図の左列のMetaphorの文はHAIVMetの画像とペアになっているlinguistic metaphorsであり、それ以外の各モデルの画像はMetaphorの文を入力とした時に生成された画像を示しています。
図よりHAIVMetの画像が文に含まれる比喩をうまく表現できていることが確認でき、一番下の段を例に挙げると、「Books are the mirror to the soul(本は魂を映す鏡である)」という比喩表現は本・鏡・魂(通常は人として描かれる)を組み合わせることが求められますが、HAIVMetがこれら全ての要素をうまく表現できていることがわかります。

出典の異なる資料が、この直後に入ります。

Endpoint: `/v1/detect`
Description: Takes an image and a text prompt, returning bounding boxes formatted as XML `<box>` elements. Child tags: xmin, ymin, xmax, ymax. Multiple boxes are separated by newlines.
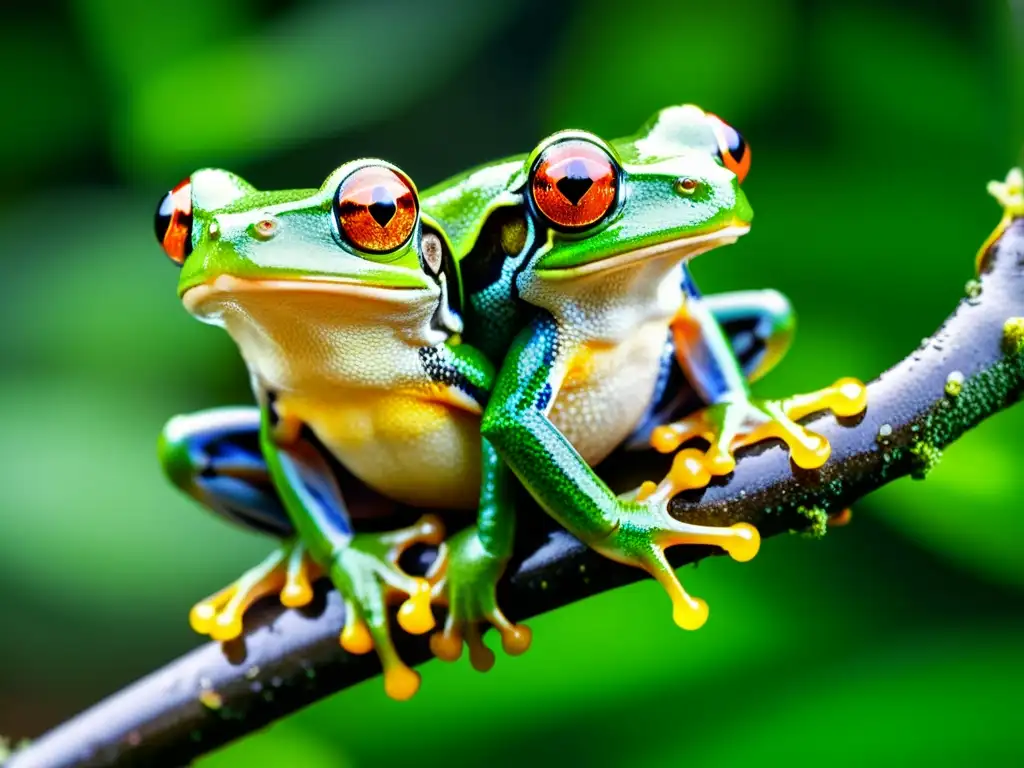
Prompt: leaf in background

加えて注目すべきは、本論文で提案したHuman-AI collaboration frameworkを採用したLLM-DALL・E2、LLM-SD、LLM-SD-Structuredが生成した画像が、完璧ではないにしてもうまく比喩表現を捉えている点であり、本フレームワークの有効性を実証する結果となりました。
まとめ
いかがだったでしょうか。今回は、大規模言語モデルと拡散モデルを組み合わせたHuman-AI collaboration frameworkを構築することで、6476枚のvisual metaphorsを含んだ画像で構成されたデータセットであるHAIVMet(Human-AI Visual Metaphor)を作成し、visual metaphorsを含んだ画像を生成することを可能にした論文について解説しました。
本論文で収集されたデータセットの膨大な情報は、現在の画像生成AIの限界を把握し、かつ将来的に比喩を含めたより表現力の高いモデルを構築するための非常に重要なリソースになると考えられます。
加えて筆者たちは、生成された画像のvisual metaphorsの品質とプロンプトのフレーズ間の関係や、その効果がモデル間でどのような違いを生むのかについてさらに検証すると言及しており、今後の進展が非常に楽しみです。
今回紹介したデータセットや実験結果の詳細は本論文に載っていますので、興味がある方は参照してみてください。